桜の花の隙間から射し込む光に目を細め、ウルキオラは名残惜しそうに沙羅から身体を離した。



「……そろそろ帰ろう。
おまえもここに来ていることが知られたらまずいんだろう?」


「うん……。次はいつ会えるかな?」



不安げな面持ちで見上げてくる沙羅に、ウルキオラは他の誰にも見せないような優しい眼差しを向ける。



「そんな顔をするな。
おまえの霊圧を感じたらすぐに飛んでくる」



別れがつらいのは彼とて同じ。


けれど少しでも安心させてやりたかった。



死神と破面……互いに異なる世界に生き、異なる組織に籍を置く者。


現世の任務にでも就かない限り、次の約束を明確に交わすことは難しい。



むしろ今まで何の約束もしていないのに、幾度となくここで会えたことの方が不思議だ。



そのとき既に運命は二人を結び合わせる為に動いていたのかもしれない。




「またすぐに会える。

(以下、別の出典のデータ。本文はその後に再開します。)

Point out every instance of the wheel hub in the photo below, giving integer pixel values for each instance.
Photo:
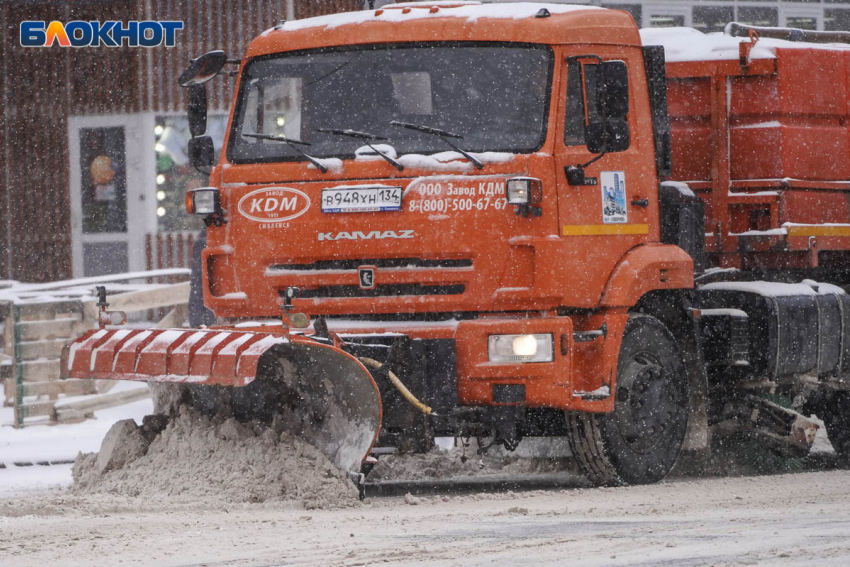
(644, 406)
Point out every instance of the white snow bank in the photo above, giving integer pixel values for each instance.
(471, 12)
(687, 44)
(42, 443)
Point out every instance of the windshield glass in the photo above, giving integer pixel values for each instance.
(495, 96)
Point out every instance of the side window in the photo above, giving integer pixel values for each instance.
(274, 107)
(582, 86)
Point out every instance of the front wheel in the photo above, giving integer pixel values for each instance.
(639, 442)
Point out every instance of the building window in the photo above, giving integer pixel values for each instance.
(662, 21)
(758, 16)
(836, 20)
(802, 22)
(636, 10)
(708, 19)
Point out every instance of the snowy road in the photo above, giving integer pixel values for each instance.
(799, 519)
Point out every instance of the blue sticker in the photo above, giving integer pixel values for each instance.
(614, 197)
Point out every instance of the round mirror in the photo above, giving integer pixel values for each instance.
(202, 69)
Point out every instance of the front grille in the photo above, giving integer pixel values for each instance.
(345, 291)
(379, 262)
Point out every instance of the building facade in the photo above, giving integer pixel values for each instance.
(93, 150)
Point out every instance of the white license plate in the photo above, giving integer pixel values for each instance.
(361, 199)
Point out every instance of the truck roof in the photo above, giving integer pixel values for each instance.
(453, 21)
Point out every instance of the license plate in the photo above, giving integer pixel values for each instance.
(361, 199)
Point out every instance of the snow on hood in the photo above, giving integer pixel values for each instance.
(687, 44)
(471, 11)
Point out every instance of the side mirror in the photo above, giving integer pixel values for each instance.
(197, 110)
(202, 69)
(201, 152)
(606, 137)
(613, 100)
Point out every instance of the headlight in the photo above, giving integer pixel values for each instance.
(203, 201)
(520, 348)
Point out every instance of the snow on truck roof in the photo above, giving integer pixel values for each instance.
(687, 44)
(453, 21)
(471, 11)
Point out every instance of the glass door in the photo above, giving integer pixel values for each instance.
(109, 208)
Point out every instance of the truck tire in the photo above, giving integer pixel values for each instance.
(639, 442)
(836, 417)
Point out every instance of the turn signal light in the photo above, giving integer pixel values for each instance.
(525, 193)
(203, 201)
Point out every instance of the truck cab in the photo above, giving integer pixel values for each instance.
(478, 180)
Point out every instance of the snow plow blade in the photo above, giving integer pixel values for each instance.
(314, 391)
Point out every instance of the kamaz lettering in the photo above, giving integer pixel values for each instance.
(372, 235)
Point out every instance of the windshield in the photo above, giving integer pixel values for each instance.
(495, 96)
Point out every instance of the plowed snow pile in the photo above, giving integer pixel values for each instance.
(446, 464)
(195, 457)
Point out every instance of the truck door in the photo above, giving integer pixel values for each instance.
(607, 212)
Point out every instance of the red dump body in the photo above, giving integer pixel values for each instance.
(766, 145)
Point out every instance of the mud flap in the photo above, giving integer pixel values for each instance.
(314, 391)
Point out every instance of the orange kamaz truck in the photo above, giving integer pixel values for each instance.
(517, 220)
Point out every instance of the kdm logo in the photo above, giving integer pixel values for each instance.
(79, 33)
(274, 204)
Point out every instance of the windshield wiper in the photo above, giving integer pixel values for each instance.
(367, 138)
(444, 136)
(292, 144)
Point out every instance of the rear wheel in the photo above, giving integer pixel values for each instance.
(640, 441)
(836, 417)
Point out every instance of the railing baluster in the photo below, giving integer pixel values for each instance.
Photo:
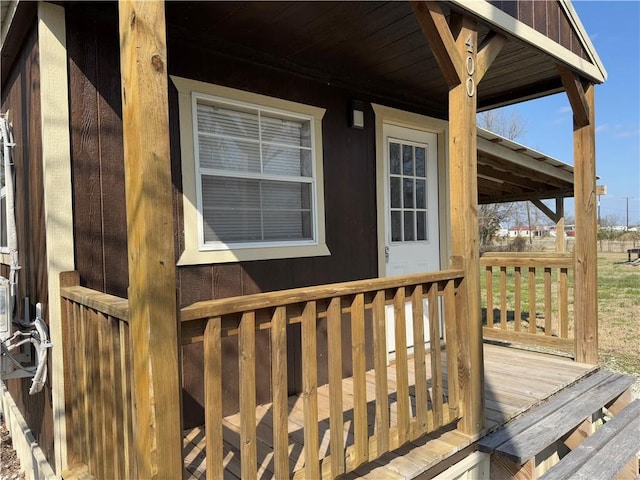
(402, 370)
(419, 358)
(213, 397)
(489, 271)
(336, 420)
(436, 361)
(547, 302)
(532, 299)
(279, 387)
(503, 298)
(452, 348)
(360, 430)
(518, 299)
(128, 417)
(247, 355)
(564, 303)
(310, 391)
(380, 363)
(108, 391)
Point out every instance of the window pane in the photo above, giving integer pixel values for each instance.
(421, 218)
(306, 167)
(3, 220)
(287, 225)
(409, 227)
(229, 154)
(230, 193)
(421, 198)
(394, 158)
(278, 130)
(222, 121)
(396, 194)
(232, 225)
(407, 159)
(284, 195)
(408, 192)
(396, 226)
(420, 161)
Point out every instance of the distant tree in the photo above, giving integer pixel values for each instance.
(492, 216)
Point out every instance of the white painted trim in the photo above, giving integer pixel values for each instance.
(496, 17)
(56, 163)
(193, 254)
(32, 459)
(7, 21)
(391, 116)
(476, 466)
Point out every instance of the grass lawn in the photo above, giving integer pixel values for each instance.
(619, 313)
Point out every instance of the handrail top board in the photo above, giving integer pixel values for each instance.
(225, 306)
(111, 305)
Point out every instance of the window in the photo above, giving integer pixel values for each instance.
(252, 175)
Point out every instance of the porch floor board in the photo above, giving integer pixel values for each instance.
(515, 381)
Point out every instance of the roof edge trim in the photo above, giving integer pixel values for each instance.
(574, 19)
(496, 17)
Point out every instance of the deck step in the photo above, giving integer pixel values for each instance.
(606, 452)
(532, 432)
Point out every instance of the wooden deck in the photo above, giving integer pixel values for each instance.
(515, 380)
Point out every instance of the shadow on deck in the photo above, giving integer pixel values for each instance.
(515, 381)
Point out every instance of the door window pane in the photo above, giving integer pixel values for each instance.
(409, 227)
(408, 192)
(394, 158)
(396, 226)
(407, 160)
(396, 194)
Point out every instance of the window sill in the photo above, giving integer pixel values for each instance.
(198, 257)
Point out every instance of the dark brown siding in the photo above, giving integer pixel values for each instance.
(548, 18)
(96, 149)
(21, 95)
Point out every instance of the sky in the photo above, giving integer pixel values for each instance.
(614, 30)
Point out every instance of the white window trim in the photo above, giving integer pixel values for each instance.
(195, 253)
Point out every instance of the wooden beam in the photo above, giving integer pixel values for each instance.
(487, 53)
(437, 32)
(546, 210)
(585, 275)
(463, 191)
(150, 231)
(560, 236)
(576, 94)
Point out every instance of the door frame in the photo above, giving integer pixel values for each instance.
(391, 116)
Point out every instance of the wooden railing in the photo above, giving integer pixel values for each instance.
(362, 304)
(532, 292)
(98, 384)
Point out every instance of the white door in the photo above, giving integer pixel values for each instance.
(412, 239)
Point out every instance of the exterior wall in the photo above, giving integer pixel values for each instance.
(548, 18)
(98, 173)
(21, 95)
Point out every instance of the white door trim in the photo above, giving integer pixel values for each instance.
(391, 116)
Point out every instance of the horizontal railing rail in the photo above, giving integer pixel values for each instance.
(526, 298)
(98, 380)
(420, 408)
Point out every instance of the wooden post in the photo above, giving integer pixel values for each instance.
(586, 256)
(150, 231)
(560, 236)
(463, 64)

会いに来る」



力強く言い切ったウルキオラに沙羅は安堵したように顔を綻ばせ、頷いた。



これが運命だと言うのなら、きっとまた巡り合わせてくれるはずだ。


そしてこれが運命ではなかったとしても、会えるまで何度でも来ればいい。


この期に及んでもまだ二人を引き離そうとする運命なら、なんとしても捻じ曲げてみせる。



長く苦しい時間を経て想いを重ね合わせた二人の心にはそんな強さがあった。




最後にもう一度固い抱擁を交わし、二人はそれぞれの世界へと続く門を同時にくぐっていった。